AstraZeneca insisted late Wednesday that its COVID-19 vaccine is strongly effective even after including additional illnesses in its disputed U.S. study, the latest in an extraordinary public rift with American officials.
In a late-night press release, the British drug maker said it had recalculated data from that advanced trial and concluded the vaccine is 76% effective in preventing symptomatic COVID-19, instead of the 79% it had claimed earlier in the week.
Just a day earlier, an independent panel that oversees the study had accused AstraZeneca of cherry-picking data to tout the protection offered by its vaccine. The panel, in a harsh letter to the company and to U.S. health leaders, said the company had left out some COVID-19 cases that occurred in the study, a move that could erode trust in the science.
Data disputes during ongoing studies usually remain confidential but in an unusual step, the National Institutes of Health publicly called on AstraZeneca to fix the discrepancy.
AstraZeneca had been counting on findings from a predominantly U.S. study of 32,000 people to help rebuild confidence in a vaccine that, despite being widely used in Britain, Europe and other countries, has had a troubled rollout. Previous studies have turned up inconsistent data about its effectiveness, and then last week a scare about blood clots had some countries temporarily pausing inoculations.
Now the question is whether the company's newest calculations end the tension.
Earlier Wednesday, Dr.

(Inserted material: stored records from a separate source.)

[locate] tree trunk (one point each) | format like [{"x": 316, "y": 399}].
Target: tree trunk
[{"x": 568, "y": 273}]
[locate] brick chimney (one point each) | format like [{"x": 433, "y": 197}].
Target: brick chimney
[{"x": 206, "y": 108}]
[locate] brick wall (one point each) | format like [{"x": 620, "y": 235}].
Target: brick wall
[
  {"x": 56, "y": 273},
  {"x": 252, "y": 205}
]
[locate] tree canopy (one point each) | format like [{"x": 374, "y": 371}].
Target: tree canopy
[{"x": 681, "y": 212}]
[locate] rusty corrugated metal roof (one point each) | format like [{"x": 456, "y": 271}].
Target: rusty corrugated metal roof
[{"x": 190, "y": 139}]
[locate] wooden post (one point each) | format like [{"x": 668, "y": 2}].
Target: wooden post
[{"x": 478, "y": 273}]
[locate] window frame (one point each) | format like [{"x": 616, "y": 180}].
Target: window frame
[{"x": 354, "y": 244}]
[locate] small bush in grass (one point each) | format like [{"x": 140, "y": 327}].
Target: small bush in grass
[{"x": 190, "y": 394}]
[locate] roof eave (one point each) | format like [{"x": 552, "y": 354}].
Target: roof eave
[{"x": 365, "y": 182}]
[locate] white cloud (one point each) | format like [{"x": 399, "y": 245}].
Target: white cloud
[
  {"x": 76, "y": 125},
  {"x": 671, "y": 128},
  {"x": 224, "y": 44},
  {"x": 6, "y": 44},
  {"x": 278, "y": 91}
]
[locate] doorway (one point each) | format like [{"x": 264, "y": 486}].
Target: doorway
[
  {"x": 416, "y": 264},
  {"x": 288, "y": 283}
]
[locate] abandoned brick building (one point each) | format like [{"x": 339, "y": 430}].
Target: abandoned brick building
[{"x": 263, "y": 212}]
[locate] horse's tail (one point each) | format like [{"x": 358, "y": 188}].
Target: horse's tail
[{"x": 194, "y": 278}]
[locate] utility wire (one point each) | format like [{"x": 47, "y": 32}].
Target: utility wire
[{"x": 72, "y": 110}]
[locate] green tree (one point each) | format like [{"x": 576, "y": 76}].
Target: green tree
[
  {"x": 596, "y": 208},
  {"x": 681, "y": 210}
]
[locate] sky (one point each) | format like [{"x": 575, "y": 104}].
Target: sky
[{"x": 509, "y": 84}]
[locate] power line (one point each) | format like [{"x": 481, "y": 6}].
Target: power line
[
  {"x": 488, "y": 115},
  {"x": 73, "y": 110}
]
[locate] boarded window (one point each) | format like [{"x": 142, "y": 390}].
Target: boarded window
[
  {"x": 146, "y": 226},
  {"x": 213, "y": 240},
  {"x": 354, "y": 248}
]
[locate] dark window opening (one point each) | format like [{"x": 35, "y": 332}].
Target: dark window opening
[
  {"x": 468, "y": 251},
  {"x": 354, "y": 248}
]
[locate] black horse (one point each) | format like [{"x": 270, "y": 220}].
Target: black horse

Anthony Fauci, the top U.S. infectious disease expert, told reporters he hoped that when all the data was publicly vetted by federal regulators, it would dispel any hesitancy caused by the spat. He predicted it would "turn out to be a good vaccine."
Paul Griffin, a professor at the University of Queensland in Australia, told the Reuters news service, "This appears to be a very effective vaccine with no safety concerns. Hopefully, this should now give people the confidence that this vaccine is the right one to continue to use moving forward."
William Schaffner, professor of infectious diseases at the Vanderbilt University School of Medicine, noted to Reuters, "The vaccine efficacy against severe disease, including death, puts the AstraZeneca vaccine in the same ballpark as the other vaccines."
AstraZeneca's newest calculations were based on 190 COVID-19 cases that occurred during the study, 49 more than it had included earlier in the week. The vaccine appears especially protective against the worst outcomes, with no severe illnesses or hospitalizations among vaccinated study volunteers compared to eight severe cases among those given placebo shots, the company said. It didn't provide a breakdown of the rest of the cases.
European authorities had questioned how protective the vaccine is in older adults. In the U.S. study, it was 85% effective in volunteers 65 and older, the company said. The study didn't turn up safety concerns.
The updated information "confirms that our COVID-19 vaccine is highly effective in adults, including those aged 65 years and over," AstraZeneca research chief Mene Pangalos said in a statement. He said the company looks forward to "the rollout of millions of doses across America."
The study hasn't ended, so additional COVID-19 cases can accrue. AstraZeneca cautioned that 14 additional possible cases already are being examined, which could lead to further changes in the data.
The company intends to seek Food and Drug Administration clearance of the vaccine within a few weeks. The FDA will publicly debate all the evidence with its outside advisers before making a decision.
Vanderbilt's Schaffner said he expects the emergency use authorization to be granted.
AstraZeneca developed its vaccine along with scientists at Oxford University.